From Kuwait to China

The tragic story of Joanna Daniela Demafelis makes the blood boil. The young woman traveled to Kuwait in 2014 to help her family at home make ends meet. With her earnings as a domestic helper, she promised to repair the family house and send her younger siblings to school. For the first three months, according to her folks, Demafelis was in constant contact with them; in 2016, she told her parents she intended to renew her contract for another year.

And then word from her grew sparse, until all communications stopped. In February 2017 the family sought the help of the Overseas Workers Welfare Administration to find out what had happened to her. The local recruitment agency that sent Demafelis to Kuwait proved to be of no help during the search because it had since closed down.

Last week, the Demafelis family’s long and frantic search ended with the heartrending news that their daughter had been found dead, her body stuffed in a freezer in an abandoned apartment in the Al Shaab area of Kuwait. While Kuwaiti authorities have yet to officially rule on the cause of death, initial investigation reportedly indicates that Demafelis may have been strangled and tortured, and that her body had been kept in the freezer for over a year.

Demafelis’ employer, Nader Essam Assaf, is missing and is said to have hightailed it back to his native Lebanon, along with his wife. On top of his suspected involvement in Demafelis’ death, Assaf is also wanted for cases related to falsified checks.

Demafelis would have turned 30 in June.

So prevalent have been reports of maltreatment of overseas Filipino workers coming out of Kuwait that in January, on orders of President Duterte, the Department of Labor and Employment suspended OFW deployment to that country. On top of Demafelis’ gruesome case, seven more deaths of Filipino workers are being investigated by the labor department. Mr. Duterte himself, at a media briefing in Davao, said as many as 120 Filipinos died in Kuwait last year. Given that, according to Undersecretary Sarah Lou Arriola of the Department of Foreign Affairs, 260,000 Filipinos are working in Kuwait, 170,000 of them as domestic workers, the incidences of abuse and mistreatment among their ranks are probably more widespread than official reports suggest.

The labor department says it is finalizing the order imposing a total ban on the deployment of domestic workers to Kuwait, while a first batch of 800 are being repatriated back home. The President has also met with Kuwaiti Ambassador Saleh Ahmad Althwaikh to express the Philippine government’s grave concern at what Mr. Duterte has called “the inhuman treatment” of Filipino workers in Kuwait.
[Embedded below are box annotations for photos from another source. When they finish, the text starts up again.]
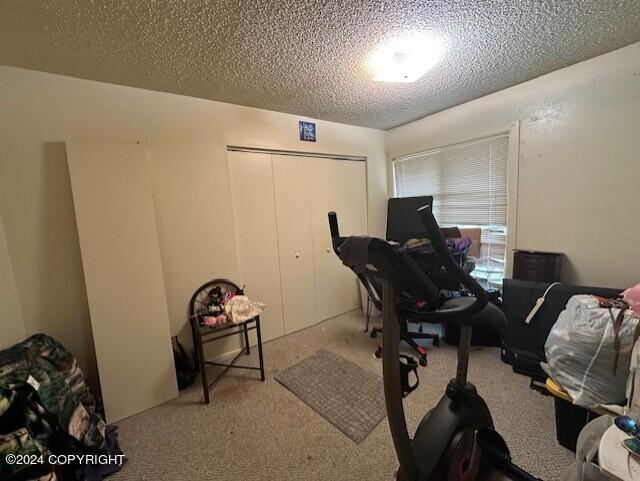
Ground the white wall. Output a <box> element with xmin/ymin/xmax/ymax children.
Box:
<box><xmin>0</xmin><ymin>67</ymin><xmax>387</xmax><ymax>382</ymax></box>
<box><xmin>0</xmin><ymin>210</ymin><xmax>25</xmax><ymax>349</ymax></box>
<box><xmin>386</xmin><ymin>43</ymin><xmax>640</xmax><ymax>287</ymax></box>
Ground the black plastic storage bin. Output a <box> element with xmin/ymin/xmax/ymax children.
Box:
<box><xmin>513</xmin><ymin>250</ymin><xmax>564</xmax><ymax>282</ymax></box>
<box><xmin>555</xmin><ymin>398</ymin><xmax>599</xmax><ymax>452</ymax></box>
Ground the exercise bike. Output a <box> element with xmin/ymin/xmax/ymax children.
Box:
<box><xmin>329</xmin><ymin>205</ymin><xmax>540</xmax><ymax>481</ymax></box>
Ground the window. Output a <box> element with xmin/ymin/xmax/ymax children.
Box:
<box><xmin>393</xmin><ymin>134</ymin><xmax>509</xmax><ymax>287</ymax></box>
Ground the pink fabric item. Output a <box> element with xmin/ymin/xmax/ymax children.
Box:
<box><xmin>202</xmin><ymin>314</ymin><xmax>227</xmax><ymax>327</ymax></box>
<box><xmin>622</xmin><ymin>283</ymin><xmax>640</xmax><ymax>315</ymax></box>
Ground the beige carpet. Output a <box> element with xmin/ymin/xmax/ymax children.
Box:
<box><xmin>109</xmin><ymin>312</ymin><xmax>573</xmax><ymax>481</ymax></box>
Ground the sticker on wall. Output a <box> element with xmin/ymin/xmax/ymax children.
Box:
<box><xmin>298</xmin><ymin>120</ymin><xmax>316</xmax><ymax>142</ymax></box>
The Philippines’ labor export policy has spawned such problems as the brutal treatment of OFWs in certain countries. Many an OFW dreaming of a better life for family members left behind has come home in a box, and heartbreaking scenes at the airport have become commonplace. Then there are the social costs, in which a generation of children has grown up beyond a mother’s embrace. But if a total ban is enforced and Kuwait is eventually emptied of its hundreds of thousands of OFWs at the end of their contracts, where will these workers go?

The government says it is looking at deploying them to another country: China. Apparently, the President’s fulsome embrace of the Philippines’ giant neighbor extends beyond paying obeisance to Beijing in exchange for promised aid and looking the other way while it gobbles up Philippine territory in the South China Sea. Malacañang is also now considering China—which has never been a top destination for Filipino labor—as an alternative market for OFWs displaced from the Middle East.

Is this a well-thought-out policy, let alone a safe option, at a time when relations between the peoples of the two countries may be particularly sensitive given the ongoing territory dispute? How carefully has this policy pivot been considered? Labor Secretary Silvestre Bello says a bilateral agreement with China is being worked out covering the possible deployment of Filipino workers to that country. The public needs to be able to look closely at this promised accord before OFW families can feel any sense of assurance that China—as much, if not more, an authoritarian country as Kuwait—will be a safer, more welcoming workplace for them.